Tree Patterns Everywhere

Introduction

Open a PostgreSQL table with a million rows and query for a single value. PostgreSQL finds it in under a millisecond. Not because it scanned all million rows — because it maintained a sorted tree of keys on disk, and each comparison eliminates half the remaining candidates.

Open a directory with 100,000 files and look up a filename. The operating system finds it in microseconds. Not by scanning — by traversing a tree structure that organises filenames by their position in a sorted order.

Parse a Python expression and evaluate it. The interpreter builds a tree of nodes, traverses it in post-order, and evaluates each node as it goes.

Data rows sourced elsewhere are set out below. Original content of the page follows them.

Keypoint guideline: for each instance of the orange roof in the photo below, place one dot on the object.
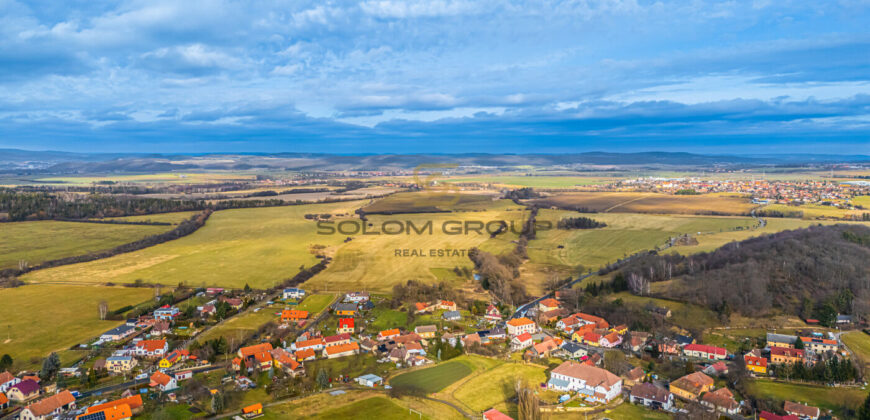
(133, 401)
(252, 408)
(519, 322)
(259, 348)
(341, 348)
(151, 345)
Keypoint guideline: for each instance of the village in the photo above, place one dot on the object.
(593, 365)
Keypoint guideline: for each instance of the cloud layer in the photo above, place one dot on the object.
(436, 76)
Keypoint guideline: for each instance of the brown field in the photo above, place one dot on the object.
(638, 202)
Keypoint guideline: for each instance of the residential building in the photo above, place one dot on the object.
(595, 384)
(692, 385)
(785, 355)
(704, 351)
(651, 396)
(120, 364)
(519, 326)
(49, 407)
(804, 412)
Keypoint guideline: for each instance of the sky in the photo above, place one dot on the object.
(443, 76)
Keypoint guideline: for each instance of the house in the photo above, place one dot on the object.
(356, 297)
(118, 333)
(7, 380)
(345, 326)
(252, 411)
(704, 351)
(49, 407)
(23, 391)
(651, 396)
(781, 340)
(519, 326)
(167, 313)
(596, 384)
(293, 293)
(755, 363)
(389, 334)
(151, 348)
(785, 355)
(293, 315)
(574, 350)
(163, 381)
(493, 414)
(521, 341)
(610, 340)
(721, 400)
(692, 385)
(804, 412)
(120, 364)
(447, 305)
(370, 380)
(492, 313)
(548, 304)
(451, 316)
(336, 340)
(345, 309)
(819, 345)
(341, 350)
(426, 331)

Three different domains. Three different systems. One structure: a tree. The specific variant — B-tree, directory tree, parse tree — differs by the constraints of the storage medium. The traversal logic is the same in all three.

Thread Activation

In Book 1, you built binary search trees (Ch 25) and saw why B-trees minimise disk reads (Ch 26). The core insight of Ch 26: a disk read has a fixed cost regardless of how much data you read within a page boundary. A B-tree node is sized to match a disk page, so each level of the tree costs exactly one disk read.

This chapter traces Thread 2 (Trees) into three production systems. In each case, the specific tree variant is determined by the same analysis: what are the constraints of the storage medium, and what tree structure matches those constraints? The thread continues in Book 3, Ch 9, where B-tree indexes become the foundation of query optimisation.